RFI: Quelle a été votre réaction à l’annonce de la libération de Nelson Mandela que vous alliez revoir pour la première fois en un demi-siècle ?

Bertha Gxowa: Je n’arrivais pas à y croire. Nous n’avions pas de téléphone portable ici, on ne pouvait donc pas recevoir de SMS. Au début, je n’y croyais pas. Dans mon township de Katlehong (à l’est de Johannesburg), tout le monde voulait devenir membre de l’ANC. Au début, nous avons décidé de limiter le nombre des adhésions. Nous avons proposé aux gens d’organiser, d’abord, une grande réunion, afin d’exposer les politiques de l’ANC et leur permettre, ainsi, de se faire une idée du mouvement avant de devenir membre. Mais ils étaient trop impatients. Nous avons enregistré des milliers d’adhésions, la semaine qui a suivi la libération de Mandela.

RFI: Etiez-vous au courant des négociations secrètes entre Nelson Mandela et les membres du gouvernement ?

B.G: Non, pas au début. Mais quand les négociations sont devenues officielles, j’étais confiante. Je faisais entièrement confiance à Nelson Mandela, il était notre chef à tous!

RFI: Comment s’est-il comporté lors du procès pour trahison en 1956 dans lequel vous aussi étiez accusée ?

B.G: C’est pour cela que je vous dis que j’ai une confiance aveugle en Nelson Mandela. Nous étions jeunes, j’avais vingt et un ans. Nous étions déprimés et nous avions peur. Et lui, il nous a réconfortés. Mandela savait identifier le potentiel des gens, il savait deviner nos points forts, et nous encourageait à les développer.

RFI: Il était volontaire en chef de la campagne de désobéissance civile.
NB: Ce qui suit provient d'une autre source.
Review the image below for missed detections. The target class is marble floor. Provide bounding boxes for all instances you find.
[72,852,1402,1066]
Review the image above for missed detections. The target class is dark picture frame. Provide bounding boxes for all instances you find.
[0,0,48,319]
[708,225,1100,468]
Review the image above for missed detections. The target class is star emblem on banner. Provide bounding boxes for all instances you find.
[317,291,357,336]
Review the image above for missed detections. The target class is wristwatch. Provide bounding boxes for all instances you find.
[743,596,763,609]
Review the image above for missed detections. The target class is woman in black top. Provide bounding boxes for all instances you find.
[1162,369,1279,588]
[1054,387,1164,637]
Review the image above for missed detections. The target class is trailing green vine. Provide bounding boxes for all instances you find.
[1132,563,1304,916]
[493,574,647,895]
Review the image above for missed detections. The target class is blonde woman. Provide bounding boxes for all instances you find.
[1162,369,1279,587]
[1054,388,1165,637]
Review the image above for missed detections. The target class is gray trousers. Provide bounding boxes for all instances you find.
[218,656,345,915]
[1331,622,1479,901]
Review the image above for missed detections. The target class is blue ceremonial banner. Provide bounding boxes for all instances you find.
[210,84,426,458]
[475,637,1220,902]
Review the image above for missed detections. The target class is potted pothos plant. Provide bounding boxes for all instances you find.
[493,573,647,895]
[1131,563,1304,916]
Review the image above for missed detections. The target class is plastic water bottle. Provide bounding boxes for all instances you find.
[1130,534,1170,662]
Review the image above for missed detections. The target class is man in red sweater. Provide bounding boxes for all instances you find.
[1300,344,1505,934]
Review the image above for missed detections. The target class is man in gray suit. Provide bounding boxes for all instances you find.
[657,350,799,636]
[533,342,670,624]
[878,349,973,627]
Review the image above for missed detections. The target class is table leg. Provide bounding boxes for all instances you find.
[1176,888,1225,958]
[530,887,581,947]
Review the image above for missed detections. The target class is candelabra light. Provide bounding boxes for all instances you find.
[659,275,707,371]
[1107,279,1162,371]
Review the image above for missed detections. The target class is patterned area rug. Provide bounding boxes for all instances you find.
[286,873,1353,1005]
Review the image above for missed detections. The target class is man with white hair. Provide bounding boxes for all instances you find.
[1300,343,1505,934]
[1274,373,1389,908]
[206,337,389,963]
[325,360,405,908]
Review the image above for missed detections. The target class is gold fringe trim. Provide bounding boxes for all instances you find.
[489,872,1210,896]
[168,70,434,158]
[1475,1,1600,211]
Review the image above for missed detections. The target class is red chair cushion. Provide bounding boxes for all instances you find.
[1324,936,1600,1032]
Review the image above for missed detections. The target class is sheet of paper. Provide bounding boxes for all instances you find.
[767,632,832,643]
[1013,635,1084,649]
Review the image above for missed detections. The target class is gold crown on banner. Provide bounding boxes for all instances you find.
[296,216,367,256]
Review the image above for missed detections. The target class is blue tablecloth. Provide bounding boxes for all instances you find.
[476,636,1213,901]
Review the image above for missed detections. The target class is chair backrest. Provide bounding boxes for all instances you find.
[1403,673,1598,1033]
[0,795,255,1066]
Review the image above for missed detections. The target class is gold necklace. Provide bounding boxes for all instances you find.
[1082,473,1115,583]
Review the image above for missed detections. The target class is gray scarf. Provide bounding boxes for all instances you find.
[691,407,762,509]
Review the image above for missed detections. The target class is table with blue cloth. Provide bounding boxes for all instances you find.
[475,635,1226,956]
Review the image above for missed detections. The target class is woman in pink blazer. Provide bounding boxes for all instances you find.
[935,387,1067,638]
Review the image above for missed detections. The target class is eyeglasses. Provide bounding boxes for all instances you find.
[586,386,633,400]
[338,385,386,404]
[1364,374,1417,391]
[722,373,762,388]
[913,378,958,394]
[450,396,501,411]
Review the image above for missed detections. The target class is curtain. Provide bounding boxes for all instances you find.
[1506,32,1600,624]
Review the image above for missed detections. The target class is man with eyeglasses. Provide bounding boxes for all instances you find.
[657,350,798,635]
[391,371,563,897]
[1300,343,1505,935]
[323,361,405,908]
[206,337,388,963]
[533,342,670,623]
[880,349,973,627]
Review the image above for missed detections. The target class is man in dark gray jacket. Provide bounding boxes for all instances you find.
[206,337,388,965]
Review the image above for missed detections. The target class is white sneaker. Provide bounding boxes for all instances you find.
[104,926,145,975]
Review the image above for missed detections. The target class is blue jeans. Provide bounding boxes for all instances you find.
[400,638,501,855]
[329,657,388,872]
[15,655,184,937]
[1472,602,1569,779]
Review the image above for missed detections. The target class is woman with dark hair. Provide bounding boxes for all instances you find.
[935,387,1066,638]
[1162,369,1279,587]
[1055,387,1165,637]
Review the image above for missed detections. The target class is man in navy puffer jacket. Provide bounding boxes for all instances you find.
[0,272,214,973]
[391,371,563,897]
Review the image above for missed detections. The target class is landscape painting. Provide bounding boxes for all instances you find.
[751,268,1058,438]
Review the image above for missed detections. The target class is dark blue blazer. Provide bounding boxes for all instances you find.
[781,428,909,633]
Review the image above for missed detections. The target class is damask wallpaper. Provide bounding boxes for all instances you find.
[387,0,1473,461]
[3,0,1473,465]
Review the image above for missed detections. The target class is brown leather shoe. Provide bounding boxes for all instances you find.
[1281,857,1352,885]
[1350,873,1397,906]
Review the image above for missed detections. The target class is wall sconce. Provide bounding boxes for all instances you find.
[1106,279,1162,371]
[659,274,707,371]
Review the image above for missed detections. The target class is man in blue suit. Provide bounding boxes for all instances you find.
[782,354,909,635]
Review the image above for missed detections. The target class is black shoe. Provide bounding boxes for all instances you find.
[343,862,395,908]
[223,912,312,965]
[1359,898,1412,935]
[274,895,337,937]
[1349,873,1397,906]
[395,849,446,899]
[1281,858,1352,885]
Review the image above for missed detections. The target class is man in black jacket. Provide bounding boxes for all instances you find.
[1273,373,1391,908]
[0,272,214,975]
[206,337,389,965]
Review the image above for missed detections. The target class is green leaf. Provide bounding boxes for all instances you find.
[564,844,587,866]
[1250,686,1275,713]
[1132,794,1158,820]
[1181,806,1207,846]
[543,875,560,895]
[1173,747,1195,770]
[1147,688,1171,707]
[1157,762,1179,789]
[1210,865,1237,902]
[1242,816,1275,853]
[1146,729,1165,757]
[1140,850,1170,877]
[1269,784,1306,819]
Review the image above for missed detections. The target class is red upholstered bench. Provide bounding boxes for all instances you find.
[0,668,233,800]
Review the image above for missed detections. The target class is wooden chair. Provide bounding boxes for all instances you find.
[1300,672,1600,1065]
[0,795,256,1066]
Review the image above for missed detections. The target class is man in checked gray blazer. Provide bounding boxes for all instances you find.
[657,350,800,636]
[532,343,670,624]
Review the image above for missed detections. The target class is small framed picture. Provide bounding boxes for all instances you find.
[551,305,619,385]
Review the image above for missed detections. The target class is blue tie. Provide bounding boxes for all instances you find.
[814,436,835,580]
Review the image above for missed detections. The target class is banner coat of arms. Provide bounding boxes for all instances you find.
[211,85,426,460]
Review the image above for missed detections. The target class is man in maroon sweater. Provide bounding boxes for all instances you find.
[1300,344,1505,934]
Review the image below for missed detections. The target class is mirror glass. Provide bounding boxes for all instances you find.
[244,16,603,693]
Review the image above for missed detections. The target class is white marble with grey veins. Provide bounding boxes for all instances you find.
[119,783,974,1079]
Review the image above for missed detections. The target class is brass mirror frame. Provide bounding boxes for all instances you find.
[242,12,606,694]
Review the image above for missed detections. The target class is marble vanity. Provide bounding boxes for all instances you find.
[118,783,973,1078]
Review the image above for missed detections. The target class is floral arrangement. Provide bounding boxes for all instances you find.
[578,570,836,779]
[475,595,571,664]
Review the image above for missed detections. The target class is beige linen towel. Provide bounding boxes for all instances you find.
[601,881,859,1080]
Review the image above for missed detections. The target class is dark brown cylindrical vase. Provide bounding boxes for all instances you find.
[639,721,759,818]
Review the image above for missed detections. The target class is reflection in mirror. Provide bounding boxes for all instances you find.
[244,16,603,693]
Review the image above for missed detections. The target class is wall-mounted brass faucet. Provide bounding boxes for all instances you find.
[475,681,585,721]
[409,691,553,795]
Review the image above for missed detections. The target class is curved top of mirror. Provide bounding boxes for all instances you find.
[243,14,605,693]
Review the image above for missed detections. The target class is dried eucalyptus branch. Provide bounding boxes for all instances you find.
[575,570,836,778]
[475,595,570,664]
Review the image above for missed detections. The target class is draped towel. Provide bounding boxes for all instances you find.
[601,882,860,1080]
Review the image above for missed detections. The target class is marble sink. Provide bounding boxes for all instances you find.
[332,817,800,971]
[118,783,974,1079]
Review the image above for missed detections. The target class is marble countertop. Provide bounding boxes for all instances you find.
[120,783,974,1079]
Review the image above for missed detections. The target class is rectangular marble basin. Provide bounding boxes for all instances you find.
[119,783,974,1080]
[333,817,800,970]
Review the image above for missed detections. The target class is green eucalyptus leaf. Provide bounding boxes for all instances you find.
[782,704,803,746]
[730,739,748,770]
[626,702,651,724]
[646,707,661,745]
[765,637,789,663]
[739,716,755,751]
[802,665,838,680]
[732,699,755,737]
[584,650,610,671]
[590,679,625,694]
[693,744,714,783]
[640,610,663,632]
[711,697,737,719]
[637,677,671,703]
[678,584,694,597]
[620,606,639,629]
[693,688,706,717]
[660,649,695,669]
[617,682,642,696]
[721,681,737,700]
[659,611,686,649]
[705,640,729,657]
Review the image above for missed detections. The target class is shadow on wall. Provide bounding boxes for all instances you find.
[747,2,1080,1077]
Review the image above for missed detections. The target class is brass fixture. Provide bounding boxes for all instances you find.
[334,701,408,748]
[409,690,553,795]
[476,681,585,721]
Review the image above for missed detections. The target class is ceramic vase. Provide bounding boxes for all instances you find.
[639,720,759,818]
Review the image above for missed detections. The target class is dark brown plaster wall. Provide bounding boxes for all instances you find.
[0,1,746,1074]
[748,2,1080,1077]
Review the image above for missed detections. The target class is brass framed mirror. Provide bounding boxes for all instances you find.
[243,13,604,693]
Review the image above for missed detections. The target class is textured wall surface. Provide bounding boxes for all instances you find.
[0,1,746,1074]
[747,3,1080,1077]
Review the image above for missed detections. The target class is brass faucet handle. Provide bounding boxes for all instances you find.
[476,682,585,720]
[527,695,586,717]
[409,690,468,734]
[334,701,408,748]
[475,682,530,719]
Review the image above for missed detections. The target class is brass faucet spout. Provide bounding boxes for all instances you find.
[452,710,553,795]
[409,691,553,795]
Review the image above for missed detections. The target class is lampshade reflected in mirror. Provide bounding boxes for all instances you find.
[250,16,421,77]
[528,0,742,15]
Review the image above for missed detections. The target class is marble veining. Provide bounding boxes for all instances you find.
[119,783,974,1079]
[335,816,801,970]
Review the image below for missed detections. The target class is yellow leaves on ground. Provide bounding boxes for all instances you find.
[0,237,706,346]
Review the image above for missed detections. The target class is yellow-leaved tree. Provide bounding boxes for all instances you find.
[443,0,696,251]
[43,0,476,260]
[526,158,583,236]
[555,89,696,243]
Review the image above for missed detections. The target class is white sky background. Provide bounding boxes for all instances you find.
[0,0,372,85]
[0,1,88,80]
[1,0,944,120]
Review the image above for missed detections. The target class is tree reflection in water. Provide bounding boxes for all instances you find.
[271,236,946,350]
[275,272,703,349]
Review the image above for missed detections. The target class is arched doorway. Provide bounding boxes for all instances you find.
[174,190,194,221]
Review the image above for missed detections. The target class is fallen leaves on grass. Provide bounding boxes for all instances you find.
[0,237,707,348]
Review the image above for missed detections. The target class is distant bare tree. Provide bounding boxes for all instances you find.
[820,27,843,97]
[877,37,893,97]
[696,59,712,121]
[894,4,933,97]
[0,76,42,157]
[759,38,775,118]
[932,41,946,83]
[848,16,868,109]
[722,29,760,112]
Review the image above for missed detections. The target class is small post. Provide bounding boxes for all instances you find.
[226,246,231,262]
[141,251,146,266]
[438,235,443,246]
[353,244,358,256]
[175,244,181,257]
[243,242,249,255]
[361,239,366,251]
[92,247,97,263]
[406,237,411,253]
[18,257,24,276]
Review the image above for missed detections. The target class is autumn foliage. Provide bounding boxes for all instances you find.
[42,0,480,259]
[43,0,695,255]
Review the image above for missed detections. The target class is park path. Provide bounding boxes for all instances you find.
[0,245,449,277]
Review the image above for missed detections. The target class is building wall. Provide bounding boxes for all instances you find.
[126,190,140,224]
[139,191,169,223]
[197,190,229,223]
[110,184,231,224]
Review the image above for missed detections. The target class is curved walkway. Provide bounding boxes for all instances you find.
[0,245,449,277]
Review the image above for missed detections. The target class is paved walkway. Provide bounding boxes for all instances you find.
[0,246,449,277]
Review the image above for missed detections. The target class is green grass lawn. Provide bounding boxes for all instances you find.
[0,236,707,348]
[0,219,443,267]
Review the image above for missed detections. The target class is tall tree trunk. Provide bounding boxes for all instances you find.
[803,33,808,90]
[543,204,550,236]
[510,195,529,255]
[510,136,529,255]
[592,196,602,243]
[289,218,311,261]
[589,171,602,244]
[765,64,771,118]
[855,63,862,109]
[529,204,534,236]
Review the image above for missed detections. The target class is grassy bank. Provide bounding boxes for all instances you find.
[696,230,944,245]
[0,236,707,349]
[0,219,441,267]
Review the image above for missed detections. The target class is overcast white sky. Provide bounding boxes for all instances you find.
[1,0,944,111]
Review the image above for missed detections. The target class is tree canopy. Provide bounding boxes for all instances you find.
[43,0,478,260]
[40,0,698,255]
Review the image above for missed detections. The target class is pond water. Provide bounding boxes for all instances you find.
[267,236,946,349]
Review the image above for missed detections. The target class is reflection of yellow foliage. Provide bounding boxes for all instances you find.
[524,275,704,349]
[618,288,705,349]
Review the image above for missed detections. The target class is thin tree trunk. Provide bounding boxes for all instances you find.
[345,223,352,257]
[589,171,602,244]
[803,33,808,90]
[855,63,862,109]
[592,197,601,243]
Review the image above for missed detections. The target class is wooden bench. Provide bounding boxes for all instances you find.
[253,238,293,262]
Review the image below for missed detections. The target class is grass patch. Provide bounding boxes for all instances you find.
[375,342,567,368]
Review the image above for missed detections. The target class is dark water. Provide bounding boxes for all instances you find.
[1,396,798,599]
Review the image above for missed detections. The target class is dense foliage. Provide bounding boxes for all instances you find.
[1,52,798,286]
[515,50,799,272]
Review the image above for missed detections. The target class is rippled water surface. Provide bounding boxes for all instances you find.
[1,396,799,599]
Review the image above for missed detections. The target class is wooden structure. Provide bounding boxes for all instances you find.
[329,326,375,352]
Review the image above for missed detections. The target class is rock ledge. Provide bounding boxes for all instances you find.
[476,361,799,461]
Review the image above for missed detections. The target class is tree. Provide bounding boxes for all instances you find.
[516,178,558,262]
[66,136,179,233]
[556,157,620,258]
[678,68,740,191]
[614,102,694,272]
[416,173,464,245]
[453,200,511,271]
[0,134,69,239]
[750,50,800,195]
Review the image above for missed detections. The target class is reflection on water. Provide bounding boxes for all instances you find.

B.G: Oui, il était incroyable dans ce rôle. Mandela est venu un matin dans notre township. Il a porté les tables et les chaises de notre branche, les a installées dehors, et en un après-midi, il a enrôlé la moitié du township. Les gens lui faisaient confiance car il leur disait la vérité. Et puis Mandela et Oliver Tambo jouissaient d’une très bonne réputation, parce qu’ils étaient avocats, et qu’ils défendaient tous ceux qui avaient des ennuis avec la justice du régime de l’apartheid.

RFI: Pourquoi les femmes ont-elles décidé d’organiser leur propre marche contre les pass qui limitaient les mouvements des non Blancs ?

B.G: Nous avions vu à quel point cette règle était injuste. À l’époque, elle ne s’appliquait qu’aux hommes. Nos maris et nos fils avaient été arrêtés. S’ils allaient rendre visite à leurs voisins et qu’ils oubliaient leur livret, la police ne les laissait même pas aller chercher leur pass dans la maison, qui était à deux pas, ils les embarquaient dans la fourgonnette. Quand ils ont étendu la restriction, on a vu des policiers arrêter des femmes enceintes. Mais les femmes se sont mobilisées au sein du mouvement bien avant 1956 !

RFI: Les sacrifices accomplis par les femmes au nom du mouvement de libération sont-ils suffisamment reconnus ?

B.G: Oui. Nous avons obtenu que l’ANC lutte pour une société non seulement multiraciale, mais aussi non sexiste. Regardez un peu le nombre de femmes qui occupent des ministères de premier rang aujourd’hui.